Just looking at the tracklist, one may have lower expectations for the Oxnard album. After all, there are features from a number of West Coast royals, including Snoop Dogg, Dr. Dre, and Kendrick Lamar. But there are also verses from the likes of J. Cole, Q-Tip, Pusha T and a number of other artists, both featured and not featured. Such a crowded track list may leave the listener wondering if they will even be able to hear .Paak through the various voices on the album. But .Paak’s artistry is never outshined by any of his featured artists, rather they add emphasis to .Paak’s portions and make his raspy yet smooth voice sound even better. Kendrick Lamar’s feature on Tints is a true compliment to this album, mostly because of the musical commonalities that exist between Lamar and .Paak. The most prevalent being the way that both artists manipulate their voices for different effects on different tracks. My only continuing reservation about the number of features on this album is how it will affect .Paak’s live performances.


This album is sonically full, with incredibly tribal sounding drum beats and groovy bass lines. There is an incredible balance between the more upbeat tracks and the slower ones, and they all flow well into one another. Many of the songs have two parts. There is often a tempo switch that indicates that the melody and subject matter are about to change, even if only slightly. This means that the listener often gets two songs for the price of one. .Paak’s vocals and words paired with Dr. Dre’s production, makes this album one of the most sonically pleasing that I’ve heard all year.


The greatest part of this album is that it’s political without sacrificing .Paak’s artistry. Tracks like “6 Summers” and “Saviers Road” are political beneath double entendres and clever turns of phrase. Rather than speaking directly to the GOP and its leaders, the music remains the main focus and the political mentions are simply footnotes in a much longer thesis that describes one’s commitment and love for their hometown and country. Without mentioning any names, the listener can glean exactly who .Paak is speaking on and what he thinks needs to be done.


My only reservations about this album are the Patois and the connection and narrative that exists between the first three songs: “The Chase,” “Headlow” and “Tints.” There is a pretty cohesive connection here between .Paak’s rendezvous with a woman, their activities in his car and his desire to do things while remaining lowkey.
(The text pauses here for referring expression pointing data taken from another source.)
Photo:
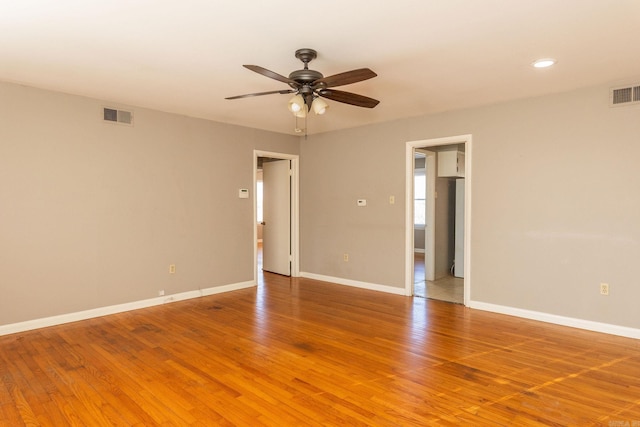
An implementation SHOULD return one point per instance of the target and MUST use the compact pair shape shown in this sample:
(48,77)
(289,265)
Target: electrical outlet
(604,288)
While I like that all of these songs are connected, I wish that there was a connection like this among all of the tracks because such a connection would make the album much more cohesive. The Patois spoken on “Mansu Musa” and “Left to Right” sounds decent enough, but I have to wonder why those songs in particular make use of Patois from two people that are not Caribbean and songs that do not have Caribbean influences.


Considering all of the releases this year, this album is in my top three. The production in collaboration with .Paak’s voice and songwriting ability makes this album one that is easy to listen to from beginning to end.


Favorite Track(s): 6 Summers, Tints, Who R U, Cheers, Saviors Road, every track really

Least Favorite Track(s): None, obviously.